这是Exercise 28.1.2 from HtDP。我已经成功实现了neighbors函数,所有测试用例都通过了。
(define Graph (list
(list 'A (list 'B 'E))
(list 'B (list 'E 'F))
(list 'C (list 'D))
(list 'D empty)
(list 'E (list 'C 'F))
(list 'F (list 'D 'G))
(list 'G empty)))
(define (first-line n alist)
(cond
[(symbol=? (first alist) n) alist]
[else empty]))
;; returns empty if node is not in graph
(define (neighbors n g)
(cond
[(empty? g) empty]
[(cons? (first g))
(cond
[(symbol=? (first (first g)) n) (first-line n (first g))]
[else (neighbors n (rest g))])]))
; test cases
(equal? (neighbors 'A Graph) (list 'A (list 'B 'E)))
(equal? (neighbors 'B Graph) (list 'B (list 'E 'F)))
(equal? (neighbors 'C Graph) (list 'C (list 'D)))
(equal? (neighbors 'D Graph) (list 'D empty))

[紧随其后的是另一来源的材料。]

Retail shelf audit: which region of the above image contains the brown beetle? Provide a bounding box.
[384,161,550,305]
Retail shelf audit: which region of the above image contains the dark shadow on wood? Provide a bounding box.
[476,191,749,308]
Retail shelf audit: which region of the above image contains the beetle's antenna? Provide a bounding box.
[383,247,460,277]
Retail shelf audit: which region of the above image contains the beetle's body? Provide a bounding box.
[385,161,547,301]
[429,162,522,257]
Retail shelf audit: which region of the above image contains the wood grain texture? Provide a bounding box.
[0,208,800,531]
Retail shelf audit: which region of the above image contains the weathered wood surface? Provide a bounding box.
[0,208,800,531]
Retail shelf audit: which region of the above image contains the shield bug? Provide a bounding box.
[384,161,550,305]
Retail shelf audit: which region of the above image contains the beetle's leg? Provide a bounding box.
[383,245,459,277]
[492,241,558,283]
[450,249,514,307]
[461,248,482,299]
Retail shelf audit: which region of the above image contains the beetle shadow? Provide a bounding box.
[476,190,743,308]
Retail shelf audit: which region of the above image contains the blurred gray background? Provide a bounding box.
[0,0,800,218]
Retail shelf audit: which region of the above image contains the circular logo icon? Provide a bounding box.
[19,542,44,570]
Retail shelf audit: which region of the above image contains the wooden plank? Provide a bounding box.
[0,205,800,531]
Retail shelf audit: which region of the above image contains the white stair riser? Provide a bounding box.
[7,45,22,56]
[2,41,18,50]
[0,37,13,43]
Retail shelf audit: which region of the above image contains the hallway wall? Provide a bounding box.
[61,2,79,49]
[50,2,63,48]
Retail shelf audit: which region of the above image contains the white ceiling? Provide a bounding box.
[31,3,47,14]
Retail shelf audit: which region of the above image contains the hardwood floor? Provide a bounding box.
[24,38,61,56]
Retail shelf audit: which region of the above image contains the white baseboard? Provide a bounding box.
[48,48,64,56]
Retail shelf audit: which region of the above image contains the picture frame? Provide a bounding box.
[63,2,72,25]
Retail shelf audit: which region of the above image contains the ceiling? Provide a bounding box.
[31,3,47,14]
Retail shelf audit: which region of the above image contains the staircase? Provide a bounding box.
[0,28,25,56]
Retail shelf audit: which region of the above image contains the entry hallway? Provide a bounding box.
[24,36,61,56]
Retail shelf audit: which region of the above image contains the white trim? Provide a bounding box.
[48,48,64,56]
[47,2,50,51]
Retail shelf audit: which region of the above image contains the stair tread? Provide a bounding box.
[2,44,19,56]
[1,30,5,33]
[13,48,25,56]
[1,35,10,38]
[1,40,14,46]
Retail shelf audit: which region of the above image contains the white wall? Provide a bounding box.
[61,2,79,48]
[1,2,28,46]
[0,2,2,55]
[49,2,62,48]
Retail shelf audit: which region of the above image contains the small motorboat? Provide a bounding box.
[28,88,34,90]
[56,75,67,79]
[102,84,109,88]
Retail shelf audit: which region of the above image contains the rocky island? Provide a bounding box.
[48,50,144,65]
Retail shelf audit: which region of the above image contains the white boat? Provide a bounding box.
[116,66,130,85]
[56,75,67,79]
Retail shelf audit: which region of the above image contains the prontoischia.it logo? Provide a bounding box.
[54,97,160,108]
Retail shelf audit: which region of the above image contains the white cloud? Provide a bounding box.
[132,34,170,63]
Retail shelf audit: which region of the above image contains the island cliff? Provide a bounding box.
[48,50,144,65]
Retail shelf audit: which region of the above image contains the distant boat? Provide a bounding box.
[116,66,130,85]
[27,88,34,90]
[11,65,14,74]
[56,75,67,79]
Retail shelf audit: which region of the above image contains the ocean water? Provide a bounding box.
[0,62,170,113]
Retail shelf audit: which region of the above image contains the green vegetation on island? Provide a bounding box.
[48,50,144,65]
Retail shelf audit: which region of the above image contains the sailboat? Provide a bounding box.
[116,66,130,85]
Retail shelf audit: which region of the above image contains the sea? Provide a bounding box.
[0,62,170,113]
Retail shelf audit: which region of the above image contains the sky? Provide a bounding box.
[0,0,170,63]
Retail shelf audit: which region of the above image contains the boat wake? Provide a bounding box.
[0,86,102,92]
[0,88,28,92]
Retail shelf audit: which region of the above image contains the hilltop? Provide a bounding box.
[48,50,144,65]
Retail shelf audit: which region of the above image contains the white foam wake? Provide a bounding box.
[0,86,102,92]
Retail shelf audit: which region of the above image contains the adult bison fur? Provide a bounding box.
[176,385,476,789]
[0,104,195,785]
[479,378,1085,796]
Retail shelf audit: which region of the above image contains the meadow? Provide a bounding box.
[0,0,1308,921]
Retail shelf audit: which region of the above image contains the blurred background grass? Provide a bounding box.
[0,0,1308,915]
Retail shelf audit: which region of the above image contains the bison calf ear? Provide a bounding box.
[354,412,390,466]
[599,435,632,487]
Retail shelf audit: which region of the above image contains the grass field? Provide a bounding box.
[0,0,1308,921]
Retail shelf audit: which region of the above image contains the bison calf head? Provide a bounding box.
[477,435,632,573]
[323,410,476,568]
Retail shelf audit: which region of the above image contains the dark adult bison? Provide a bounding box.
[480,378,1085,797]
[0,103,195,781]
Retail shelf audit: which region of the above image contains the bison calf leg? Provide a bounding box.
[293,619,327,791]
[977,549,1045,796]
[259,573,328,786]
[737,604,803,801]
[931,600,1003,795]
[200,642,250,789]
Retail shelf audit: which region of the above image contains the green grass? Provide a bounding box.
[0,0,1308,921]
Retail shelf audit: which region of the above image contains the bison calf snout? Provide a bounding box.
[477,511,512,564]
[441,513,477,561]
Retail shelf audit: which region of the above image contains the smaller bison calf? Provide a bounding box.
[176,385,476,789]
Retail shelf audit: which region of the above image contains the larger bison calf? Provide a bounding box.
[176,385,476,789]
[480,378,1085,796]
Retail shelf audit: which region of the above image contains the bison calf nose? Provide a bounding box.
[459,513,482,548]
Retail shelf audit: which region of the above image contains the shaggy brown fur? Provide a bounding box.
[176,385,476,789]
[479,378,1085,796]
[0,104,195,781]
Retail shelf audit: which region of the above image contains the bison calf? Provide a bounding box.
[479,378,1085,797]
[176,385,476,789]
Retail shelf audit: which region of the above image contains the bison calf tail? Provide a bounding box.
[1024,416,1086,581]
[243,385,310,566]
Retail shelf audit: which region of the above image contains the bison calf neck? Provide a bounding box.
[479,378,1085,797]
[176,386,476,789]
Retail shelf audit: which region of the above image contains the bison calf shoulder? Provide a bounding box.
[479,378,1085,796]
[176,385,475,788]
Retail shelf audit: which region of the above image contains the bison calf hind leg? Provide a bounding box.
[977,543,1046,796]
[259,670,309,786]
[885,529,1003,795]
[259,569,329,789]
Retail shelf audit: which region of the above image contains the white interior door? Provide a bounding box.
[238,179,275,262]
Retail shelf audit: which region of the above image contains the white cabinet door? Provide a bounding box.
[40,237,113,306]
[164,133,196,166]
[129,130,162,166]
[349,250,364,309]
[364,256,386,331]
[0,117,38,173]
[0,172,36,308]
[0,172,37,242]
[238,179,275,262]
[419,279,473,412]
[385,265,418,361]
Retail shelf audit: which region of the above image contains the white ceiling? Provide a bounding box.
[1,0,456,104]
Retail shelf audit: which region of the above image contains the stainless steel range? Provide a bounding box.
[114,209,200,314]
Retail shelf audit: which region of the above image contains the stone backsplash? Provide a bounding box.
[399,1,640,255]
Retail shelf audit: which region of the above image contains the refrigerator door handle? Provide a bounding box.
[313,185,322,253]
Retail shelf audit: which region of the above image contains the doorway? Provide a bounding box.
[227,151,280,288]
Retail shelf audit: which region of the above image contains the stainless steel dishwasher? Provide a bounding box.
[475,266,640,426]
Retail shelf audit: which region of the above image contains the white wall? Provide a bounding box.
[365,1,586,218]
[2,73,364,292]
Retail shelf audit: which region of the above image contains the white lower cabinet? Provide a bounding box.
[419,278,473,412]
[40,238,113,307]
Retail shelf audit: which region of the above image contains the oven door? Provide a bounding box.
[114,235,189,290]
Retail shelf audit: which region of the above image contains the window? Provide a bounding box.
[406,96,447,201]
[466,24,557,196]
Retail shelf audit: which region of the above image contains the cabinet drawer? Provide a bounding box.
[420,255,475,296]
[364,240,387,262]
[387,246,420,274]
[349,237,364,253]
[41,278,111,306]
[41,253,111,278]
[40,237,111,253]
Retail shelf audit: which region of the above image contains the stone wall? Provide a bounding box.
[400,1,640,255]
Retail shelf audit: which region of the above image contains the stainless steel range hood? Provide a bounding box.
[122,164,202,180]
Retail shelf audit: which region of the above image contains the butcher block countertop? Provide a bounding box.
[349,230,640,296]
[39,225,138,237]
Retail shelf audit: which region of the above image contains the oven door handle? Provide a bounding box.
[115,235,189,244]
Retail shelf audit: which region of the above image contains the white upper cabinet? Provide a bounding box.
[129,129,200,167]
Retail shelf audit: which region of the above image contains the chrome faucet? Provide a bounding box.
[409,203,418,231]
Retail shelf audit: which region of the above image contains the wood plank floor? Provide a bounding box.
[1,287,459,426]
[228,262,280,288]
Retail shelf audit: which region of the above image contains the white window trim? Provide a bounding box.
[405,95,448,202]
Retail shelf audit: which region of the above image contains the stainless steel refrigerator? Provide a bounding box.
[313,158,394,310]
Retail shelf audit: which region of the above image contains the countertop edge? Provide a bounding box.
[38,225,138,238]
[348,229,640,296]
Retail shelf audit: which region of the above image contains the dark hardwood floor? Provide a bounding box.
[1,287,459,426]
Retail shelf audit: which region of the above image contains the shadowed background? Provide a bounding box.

(equal? (neighbors 'E Graph) (list 'E (list 'C 'F)))
(equal? (neighbors 'F Graph) (list 'F (list 'D 'G)))
(equal? (neighbors 'G Graph) (list 'G empty))
(equal? (neighbors 'H Graph) empty)
当我从文本的Figure 77复制粘贴代码时出现问题。它应该确定目标节点是否可以从原始节点到达。然而,似乎代码进入无限循环,除了原始节点和目标节点相同的最简单的情况。
;; find-route : node node graph -> (listof node) or false
;; to create a path from origination to destination in G
;; if there is no path, the function produces false
(define (find-route origination destination G)
(cond
[(symbol=? origination destination) (list destination)]
[else (local ((define possible-route
(find-route/list (neighbors origination G) destination G)))
(cond
[(boolean? possible-route) false]
[else (cons origination possible-route)]))]))
;; find-route/list : (listof node) node graph -> (listof node) or false
;; to create a path from some node on lo-Os to D
;; if there is no path, the function produces false
(define (find-route/list lo-Os D G)
(cond
[(empty? lo-Os) false]
[else (local ((define possible-route (find-route (first lo-Os) D G)))
(cond
[(boolean? possible-route) (find-route/list (rest lo-Os) D G)]
[else possible-route]))]))
问题出在我的代码中吗?谢谢。
答案 0 :(得分:1)
好的问题确实存在于我自己的代码中。我应该返回一个列表,而不是包含节点及其相邻节点的列表。即(neighbor 'A Graph)应该生成(list 'B 'E),而不是(list 'A (list 'B 'E))。